Mike,
If you leave your files open and change your programs to run in a *caller activation group you'll get the best performance, generally. But in my experience the overhead of closing and reopening files is not as significant as the overhead of creating and deleting activation groups.
On the con-side that keeps your programs active and your files open and you never know how many instances of your programs may be active at any given point in time supporting the CGI interface. Under the green-screen interface the files are closed and activation groups deleted when users exit the mainline program, but under the CGI interface every instance of the application that is activated over time remains active until the HTTP server is shut down, so you and your users loose some control over when resources are allocated and cleaned up. This is my main reason for bypassing the CGI interface in my Web application architecture, but most Web application developers don't have to deal with overall system management, and therefore don't put much effort into it.
Nathan.
----- Original Message ----
From: Mike Cunningham <mcunning@xxxxxxx>
To: "web400@xxxxxxxxxxxx" <web400@xxxxxxxxxxxx>
Sent: Monday, October 15, 2007 8:29:37 AM
Subject: [WEB400] ILE RPG CGI and Activation Groups
I have been reading up on activation groups and how they relate to CGI
apps. I understand the concept but I have a design issue that I can't
see having been discussed as yet. I have a ILE RPG CGI app that does no
database work or business logic. It only does the CGI work to present
the HTML code. The CGI calls (no not CALLB or CALLP just old fashion
CALL) another RPG app that does all the work unique to this application
but the called RPG app also calls a bunch of other RPG apps that also do
some database work and business logic. All of these called apps are
also used by older green-screen applications so the business logic is
shared between web users and traditional users (Yes I would like to get
them all on the web frontend but that might be some time before I can
accomplish that).
From what I have read I think the activation group setting on the CGI
app should be a named activation group or *CALLER, anything but *NEW.

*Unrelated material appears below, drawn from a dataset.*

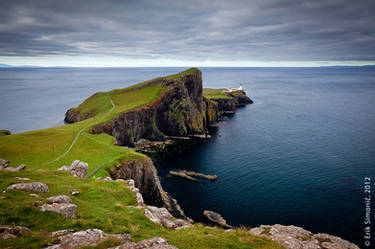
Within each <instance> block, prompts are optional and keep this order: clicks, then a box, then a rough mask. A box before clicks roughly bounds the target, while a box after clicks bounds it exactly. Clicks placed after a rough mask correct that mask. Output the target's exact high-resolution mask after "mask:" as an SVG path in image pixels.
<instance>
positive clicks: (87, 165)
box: [58, 160, 89, 178]
mask: <svg viewBox="0 0 375 249" xmlns="http://www.w3.org/2000/svg"><path fill="white" fill-rule="evenodd" d="M58 170H62V171H67V172H69V173H70V175H71V176H75V177H79V178H85V177H86V174H87V171H88V170H89V166H88V164H87V163H84V162H80V161H79V160H75V161H73V162H72V164H71V165H70V166H66V165H64V166H62V167H61V168H59V169H58Z"/></svg>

In am not sure now to set the activation group for the called RPG and
all the second lever called RPGs that are used both from Web and
green-screen apps so as to make web response the best it can be but not mess up
green-screen users. And I am not sure of the *INLR setting I should
use. Currently the non CGI called RPG is setting on LR after every call.
It does explicate OPENs on all the files it needs to fill the request
but it does not do any closing, assuming the *LR = *ON will close
everything. Same with the second level called apps. They all have a shut up
switch that can be passed in which causes the app to seton LR and
shutdown. In green-screen mode these are all opened on first call and then
shutdown when the user exits the main application. In CGI mode these are
all shutdown after each request (if it was used on that request).
I know this has to be having some negative impact on the web response
but I have not see any real speed issues but I have only tested with
about a dozen users at one time and soon that will ramp up to about 300
users at one time when students start to schedule classes.